Tether’s USDT has received a “virtual asset” acceptance tag by Dubai regulators. According to the official announcement on December 10th, Tether declared that the Abu Dhabi Global Market’s Financial Services Regulatory Authority (ADGM), the UAE capital, has approved USDT, its stablecoin, as a “accepted virtual asset” (AVA).
Additionally, the three main blockchains of Ethereum, Solana, and Avalanche are covered by this recognition for USDT. The approval comes against the backdrop of USDT getting global hype and garnering heightened attention from the crypto market participants.
FSRA Accepts USDT as Accepted Virtual Asset
According to the announcement, the Financial Services Regulatory Authority (“FSRA”) has approved USDT as an Accepted Virtual Asset (“AVA”) in the Abu Dhabi Global Market (“ADGM”).
This approval advances the region’s leadership in digital asset innovation by allowing Authorized Persons licensed and operating by the FSRA to provide pre-approved services related to USDT.
The announcement also coincides with the United Arab Emirates’ (UAE) growing use of digital currencies, which reflects the country’s aggressive integration of traditional and digital finance.
“This milestone underscores Tether’s commitment to fostering global financial inclusion and innovation. By bringing USDT to the forefront of ADGM’s regulated virtual asset framework, we are not only validating the importance of stablecoins as critical tools for modern finance but also opening new doors for collaboration and growth across the Middle East,” said Paolo Ardoino, CEO of Tether.Â
He adds, “The UAE’s forward-thinking approach to virtual asset regulation sets a global benchmark, and we are proud that USDT can play a pivotal role in driving economic progress and digital transformation in the region. This approval highlights Tether’s dedication to building bridges between traditional and decentralized economies while ensuring security, trust, and efficiency for users worldwide.”
UAE Experiences Rise in Crypto Market As Middle East Sees Rise in Userbase
The approval for the USDT stabelcoin comes as the entire crypto industry in the Middle East has grown exponentially.
Both the operational capacity and user base of the cryptocurrency industry have grown dramatically in the Middle East and North Africa region.
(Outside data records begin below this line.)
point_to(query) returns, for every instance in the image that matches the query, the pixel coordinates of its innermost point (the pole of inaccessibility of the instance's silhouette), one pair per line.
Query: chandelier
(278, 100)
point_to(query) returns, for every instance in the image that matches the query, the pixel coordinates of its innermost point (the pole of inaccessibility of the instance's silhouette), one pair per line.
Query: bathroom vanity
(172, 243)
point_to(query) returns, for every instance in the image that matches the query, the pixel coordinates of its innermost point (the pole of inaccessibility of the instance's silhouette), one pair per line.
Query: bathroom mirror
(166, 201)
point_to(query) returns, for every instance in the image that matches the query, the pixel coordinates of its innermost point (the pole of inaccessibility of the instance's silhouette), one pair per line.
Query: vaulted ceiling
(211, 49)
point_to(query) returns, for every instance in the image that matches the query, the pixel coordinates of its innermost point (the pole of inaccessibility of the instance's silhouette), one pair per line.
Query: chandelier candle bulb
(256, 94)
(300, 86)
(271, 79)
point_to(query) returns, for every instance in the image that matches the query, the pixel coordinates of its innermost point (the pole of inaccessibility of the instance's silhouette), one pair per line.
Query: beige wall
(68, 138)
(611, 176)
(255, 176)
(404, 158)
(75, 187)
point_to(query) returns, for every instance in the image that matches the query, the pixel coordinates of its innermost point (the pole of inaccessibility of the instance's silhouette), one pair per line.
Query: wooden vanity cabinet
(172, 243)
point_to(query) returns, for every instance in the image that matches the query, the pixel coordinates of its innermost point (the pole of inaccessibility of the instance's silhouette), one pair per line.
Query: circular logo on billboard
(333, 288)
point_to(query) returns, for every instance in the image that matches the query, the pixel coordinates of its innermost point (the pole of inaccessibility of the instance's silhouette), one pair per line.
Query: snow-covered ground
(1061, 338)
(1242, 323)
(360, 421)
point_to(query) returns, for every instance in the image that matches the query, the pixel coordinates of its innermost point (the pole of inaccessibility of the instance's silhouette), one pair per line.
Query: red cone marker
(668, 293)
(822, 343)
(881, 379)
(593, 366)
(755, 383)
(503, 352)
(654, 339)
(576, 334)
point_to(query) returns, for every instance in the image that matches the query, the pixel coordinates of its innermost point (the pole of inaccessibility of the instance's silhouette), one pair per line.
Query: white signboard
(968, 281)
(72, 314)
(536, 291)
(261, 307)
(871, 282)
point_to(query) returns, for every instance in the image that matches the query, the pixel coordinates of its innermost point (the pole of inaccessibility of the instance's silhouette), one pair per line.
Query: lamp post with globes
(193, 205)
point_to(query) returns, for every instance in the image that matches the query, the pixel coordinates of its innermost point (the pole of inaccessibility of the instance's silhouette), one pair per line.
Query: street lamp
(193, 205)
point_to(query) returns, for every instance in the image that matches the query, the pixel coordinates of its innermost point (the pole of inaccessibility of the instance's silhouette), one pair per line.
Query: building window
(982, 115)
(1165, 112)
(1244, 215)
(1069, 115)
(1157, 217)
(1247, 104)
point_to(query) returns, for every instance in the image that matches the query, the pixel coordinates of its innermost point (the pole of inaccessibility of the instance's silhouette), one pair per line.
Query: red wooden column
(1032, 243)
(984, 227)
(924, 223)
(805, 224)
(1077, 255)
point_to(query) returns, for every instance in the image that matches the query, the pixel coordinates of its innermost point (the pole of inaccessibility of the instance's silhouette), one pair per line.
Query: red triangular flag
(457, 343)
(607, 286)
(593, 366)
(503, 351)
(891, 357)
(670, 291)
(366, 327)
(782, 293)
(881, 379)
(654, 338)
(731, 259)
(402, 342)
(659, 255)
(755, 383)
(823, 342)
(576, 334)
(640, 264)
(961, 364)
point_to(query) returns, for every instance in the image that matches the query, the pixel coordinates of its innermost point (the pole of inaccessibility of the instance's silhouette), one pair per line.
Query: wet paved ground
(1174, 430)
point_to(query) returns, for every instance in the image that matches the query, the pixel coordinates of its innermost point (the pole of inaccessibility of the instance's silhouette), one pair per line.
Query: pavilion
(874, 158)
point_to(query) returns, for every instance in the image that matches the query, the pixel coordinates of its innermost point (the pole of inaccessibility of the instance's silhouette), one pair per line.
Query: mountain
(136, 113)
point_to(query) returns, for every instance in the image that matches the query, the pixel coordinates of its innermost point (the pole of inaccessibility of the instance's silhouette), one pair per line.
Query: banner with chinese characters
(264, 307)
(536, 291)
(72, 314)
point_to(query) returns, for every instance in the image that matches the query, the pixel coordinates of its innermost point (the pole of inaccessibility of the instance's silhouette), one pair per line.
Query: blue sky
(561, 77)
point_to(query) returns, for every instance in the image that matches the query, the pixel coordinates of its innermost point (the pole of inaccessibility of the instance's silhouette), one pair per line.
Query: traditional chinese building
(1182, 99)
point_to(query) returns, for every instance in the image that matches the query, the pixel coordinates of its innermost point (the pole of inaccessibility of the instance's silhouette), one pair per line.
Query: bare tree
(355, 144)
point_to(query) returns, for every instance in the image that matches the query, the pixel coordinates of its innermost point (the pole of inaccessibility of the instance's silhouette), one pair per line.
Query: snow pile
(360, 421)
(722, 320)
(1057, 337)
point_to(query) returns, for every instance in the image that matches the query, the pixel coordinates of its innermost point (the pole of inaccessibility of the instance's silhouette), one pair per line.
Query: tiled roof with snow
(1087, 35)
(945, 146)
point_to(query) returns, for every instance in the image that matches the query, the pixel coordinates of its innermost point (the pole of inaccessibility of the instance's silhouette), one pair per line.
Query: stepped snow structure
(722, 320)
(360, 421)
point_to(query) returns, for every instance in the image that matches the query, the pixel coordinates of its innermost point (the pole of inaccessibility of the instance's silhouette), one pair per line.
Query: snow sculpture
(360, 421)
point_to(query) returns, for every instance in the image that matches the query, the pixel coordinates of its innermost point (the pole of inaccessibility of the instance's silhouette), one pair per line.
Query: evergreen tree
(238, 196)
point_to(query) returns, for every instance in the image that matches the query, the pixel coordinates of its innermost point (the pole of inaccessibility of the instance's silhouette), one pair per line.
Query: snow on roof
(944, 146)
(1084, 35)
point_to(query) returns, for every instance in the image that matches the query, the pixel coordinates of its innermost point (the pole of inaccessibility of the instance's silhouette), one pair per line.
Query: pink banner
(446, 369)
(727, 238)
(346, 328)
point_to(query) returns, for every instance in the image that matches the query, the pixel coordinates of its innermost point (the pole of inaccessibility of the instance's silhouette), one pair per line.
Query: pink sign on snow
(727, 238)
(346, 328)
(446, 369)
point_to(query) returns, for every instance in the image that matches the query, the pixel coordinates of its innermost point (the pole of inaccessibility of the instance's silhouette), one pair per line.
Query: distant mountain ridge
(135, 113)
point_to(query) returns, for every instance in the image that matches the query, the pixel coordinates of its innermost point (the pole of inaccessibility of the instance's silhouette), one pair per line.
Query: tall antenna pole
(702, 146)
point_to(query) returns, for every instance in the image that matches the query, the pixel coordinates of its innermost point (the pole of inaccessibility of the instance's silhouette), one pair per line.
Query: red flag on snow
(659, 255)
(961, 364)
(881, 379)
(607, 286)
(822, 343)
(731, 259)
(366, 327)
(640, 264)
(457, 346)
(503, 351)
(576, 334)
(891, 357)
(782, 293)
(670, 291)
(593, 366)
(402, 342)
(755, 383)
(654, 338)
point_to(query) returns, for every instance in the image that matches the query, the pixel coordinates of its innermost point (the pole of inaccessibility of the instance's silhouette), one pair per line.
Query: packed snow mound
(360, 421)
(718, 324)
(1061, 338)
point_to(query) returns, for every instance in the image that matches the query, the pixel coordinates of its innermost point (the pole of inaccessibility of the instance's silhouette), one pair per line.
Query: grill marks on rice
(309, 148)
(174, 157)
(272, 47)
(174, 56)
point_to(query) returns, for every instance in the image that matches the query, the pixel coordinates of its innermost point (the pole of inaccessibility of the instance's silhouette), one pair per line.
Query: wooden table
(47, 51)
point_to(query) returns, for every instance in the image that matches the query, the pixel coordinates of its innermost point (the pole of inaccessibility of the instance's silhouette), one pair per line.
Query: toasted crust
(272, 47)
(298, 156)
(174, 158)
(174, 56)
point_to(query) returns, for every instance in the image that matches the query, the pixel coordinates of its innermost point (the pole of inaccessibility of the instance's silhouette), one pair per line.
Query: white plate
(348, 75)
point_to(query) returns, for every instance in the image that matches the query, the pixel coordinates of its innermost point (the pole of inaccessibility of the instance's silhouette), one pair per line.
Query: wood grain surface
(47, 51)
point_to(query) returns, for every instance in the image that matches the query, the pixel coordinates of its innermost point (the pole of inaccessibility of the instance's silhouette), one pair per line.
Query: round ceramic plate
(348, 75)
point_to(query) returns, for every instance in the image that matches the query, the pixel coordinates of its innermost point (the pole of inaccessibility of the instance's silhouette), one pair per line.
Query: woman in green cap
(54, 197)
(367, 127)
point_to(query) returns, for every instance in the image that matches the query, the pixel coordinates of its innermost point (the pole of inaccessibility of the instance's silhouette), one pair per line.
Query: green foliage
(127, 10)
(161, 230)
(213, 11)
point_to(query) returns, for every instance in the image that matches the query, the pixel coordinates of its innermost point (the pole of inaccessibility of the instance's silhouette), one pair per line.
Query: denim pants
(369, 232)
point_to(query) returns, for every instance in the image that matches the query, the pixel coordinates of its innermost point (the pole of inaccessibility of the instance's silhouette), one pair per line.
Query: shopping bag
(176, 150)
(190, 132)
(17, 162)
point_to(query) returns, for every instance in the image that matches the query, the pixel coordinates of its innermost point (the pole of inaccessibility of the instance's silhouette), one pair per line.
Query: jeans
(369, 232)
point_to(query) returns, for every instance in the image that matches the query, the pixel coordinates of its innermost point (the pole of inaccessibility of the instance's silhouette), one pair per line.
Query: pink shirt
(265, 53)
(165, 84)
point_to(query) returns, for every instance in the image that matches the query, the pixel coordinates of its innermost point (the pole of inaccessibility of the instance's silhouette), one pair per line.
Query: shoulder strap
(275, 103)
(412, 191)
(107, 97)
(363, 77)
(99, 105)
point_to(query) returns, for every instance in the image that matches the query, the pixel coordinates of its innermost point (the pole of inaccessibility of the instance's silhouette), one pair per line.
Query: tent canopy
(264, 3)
The MENA region is predicted to have the seventh-largest cryptocurrency market globally in 2024, as reported by Unorypto earlier. The region’s on-chain value is expected to reach $338.7 billion between July 2023 and June 2024, or 7.5% of the total volume of transactions worldwide.
Cryptocurrency activity in the MENA region is mostly driven by institutional and professional-level activity, with 93% of all value transferred coming from transactions of $10,000 or more.
In fact, as the global cryptocurrency markets rebound in the region, governments are working to develop regulatory frameworks that balance innovation with necessary protections.